A large number of Wall Street economists have recently revised their expectations for the next few years, and there’s agreement between firms like UBS and Goldman Sachs that the slowdown in global growth will reverse itself next year. For investors, that implies that risk assets have that have benefited from the steady decline in discount rates may not do as well as value investments in the coming years. It’s also why we’d expect international markets to outperform the U.S. Europe is far more cyclical than the U.S., so we’d look there for outperformance with that shift in cyclicality.
Oh, and surprising nobody, we expect elections to likely be the single biggest event for financial markets in 2020. (We foresee this coming year as similar to 2008, although it may work out with an inverse result. Back in 2008, there was an Irish website that allowed traders to buy and sell options on political events, like who would be the next President of the United States. (I always thought Intrade was a far better predictor of these sorts of things than any given poll because it forced participants to put their money where their mouth is.) At the end of August, John McCain and Obama were running neck and neck, but in the first week of September, Obama surged and never looked back. It just so happens that was the very week that the worst sell-off in the history of the stock market began, with the S&P500 falling a whopping 39%, from 1200 the first week of September to just 734 by Election Day.

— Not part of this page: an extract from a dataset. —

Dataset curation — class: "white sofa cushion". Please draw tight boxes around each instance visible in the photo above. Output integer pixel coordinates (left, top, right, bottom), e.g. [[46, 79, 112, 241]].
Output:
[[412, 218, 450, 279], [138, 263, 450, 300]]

The reality is that the stock market is very likely to sell any of the current potential Democrat nominees. If one of the four frontrunners for the Democratic nomination wins the general election (Bernie Sanders, Joe Biden, Pete Buttigieg, and Elizabeth Warren), Goldman Sachs expects the federal corporate income tax rate would most likely be upped from 21% back toward 35%, and they predict that would reduce S&P 500 earnings in 2021 by 11%. That would be huge. So, we’d look closely for any changes to the likelihood of any given candidate getting elected over the course of this coming summer and on through the party conventions.
On the other hand, love him or hate him, Donald Trump has been viewed as very good for our economy, and he’s likely to have a few things working in his favor this coming year. The drag from the trade war is likely to fade, and we’re in the camp that the December 15 tariffs with China will be removed. We foresee a year of above-trend growth, and that should mean another year of solid job creation. We also agree with the numerous economists who believe that consumer spending will outlast a relatively weak business investment environment; healthy consumer confidence and solid growth in disposable income and household wealth should keep consumption growing.
Therefore, we believe investors want to position their portfolios toward greater percentage allocations to value stocks and particularly European stocks. While we expect growth to continue here in the United States, positioning in Europe is how we feel one can best take advantage of global cyclicality. Granted, Brexit makes our domestic politics look downright civil, so it may not be without volatility. We’re also compelled to recommend lower allocations to bonds with the realization that retirees may need to utilize alternative vehicles to generate income.